What environmentalists are using the photo ops for is to push Congress into funding U.S. Senator Dianne Feinstein’s $1 billion San Joaquin River Restoration Act that is stalled in Congress because of the sequestration budget cutbacks. The San Joaquin River Restoration Project is essentially a redevelopment program to create 11,000 jobs.

Ninety percent of these jobs, about 9,900 jobs, would be temporary construction jobs.  Six percent of the jobs, or 660 of them, would be long-term government-funded fish monitoring jobs.  The remaining 4 percent of jobs, or 440 jobs, would be in tourism, river real estate sales, and tourist-related retail business.  These jobs would not appear for another 10 or 15 years, however.

In other words, 60 percent of the permanent jobs would be for artificial green jobs funded by government and 40 percent would go to commercial businesses related to restoring the flows of the river along the old San Joaquin river bed. The cost per private sector permanent job created maybe 10 years from now would be more than $2 million per job.

Restoring salmon runs to the San Joaquin River is superfluous because the proposed Klamath River “wilding” and dam removal project would end up bringing salmon back into California’s rivers anyway.

As sure as salmon migrate back and forth from the ocean to upstream spawning grounds, real estate speculation, residential subdivision, and tourism will drive out farming.  But right now all this is being touted as “river restoration.”

River restoration making salty farmland 

The L.A. Times reports how releasing upstream water from Friant Dam to restore river flows for salmon runs has created seepage under farm fields near the river.
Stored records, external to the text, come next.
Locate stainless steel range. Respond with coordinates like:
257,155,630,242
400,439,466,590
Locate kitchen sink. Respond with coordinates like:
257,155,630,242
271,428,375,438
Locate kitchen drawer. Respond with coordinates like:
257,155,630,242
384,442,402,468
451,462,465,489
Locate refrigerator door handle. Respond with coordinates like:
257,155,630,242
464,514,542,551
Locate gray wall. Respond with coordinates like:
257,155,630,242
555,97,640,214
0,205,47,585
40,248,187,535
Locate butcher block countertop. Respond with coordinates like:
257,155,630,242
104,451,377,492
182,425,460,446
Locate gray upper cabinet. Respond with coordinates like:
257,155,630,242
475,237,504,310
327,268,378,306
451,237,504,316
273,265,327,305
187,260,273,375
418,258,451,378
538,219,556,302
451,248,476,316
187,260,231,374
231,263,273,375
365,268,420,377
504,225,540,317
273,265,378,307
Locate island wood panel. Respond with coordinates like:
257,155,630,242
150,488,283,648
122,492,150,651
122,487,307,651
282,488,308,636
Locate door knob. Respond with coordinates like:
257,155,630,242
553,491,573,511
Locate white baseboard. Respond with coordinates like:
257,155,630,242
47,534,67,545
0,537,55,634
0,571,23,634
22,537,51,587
That caused high salt content of the water and the ruination of crops and, worse, the cropland.   Farmers have had to install interceptor drains at a cost of $250,000 each, paid for by higher Central Valley agricultural water rates.

The article fails to explain how, if there is no river water for irrigation, farming has thrived along the dry portion of the San Joaquin River.

The reason: The introduction of reliable water pumps and hydroelectric power in the 1920s allowed farmers to reclaim former salt-accumulated land for irrigated farmland by tapping large underground water tables.

But large-scale water resource redevelopment plans along the San Joaquin River have not included salt management.  So Central Valley farmers are having their irrigation water allocation reduced and having their water rates increased to pay for farmers who have been negatively impacted by rising soil salinity along the dry portions of the San Joaquin River.

Regulate first, think later

The assumption by politicians is that the San Joaquin River can be re-engineered so that irrigated farming and artificial fish monitoring jobs, tourism, and water-oriented real estate development can all coexist.  But as the Wall Street Journal has recently pointed out, the guiding principle of California policy is “regulate first, think later.”   Applied to the proposed San Joaquin River restoration, this might be re-stated: create artificial jobs programs first, deal with the consequences to farmers later.

But then it might be too late to “restore” farming later due to high land salinity.  Or the costs of de-salinizing farmland might be prohibitive.  And the speculative commercial fishing, tourism, and real estate development businesses that might replace farming would be highly prone to economic cycles and unsustainability.

This is why salmon are eating farm jobs along the San Joaquin River.  And why in California the “fish catches the man.”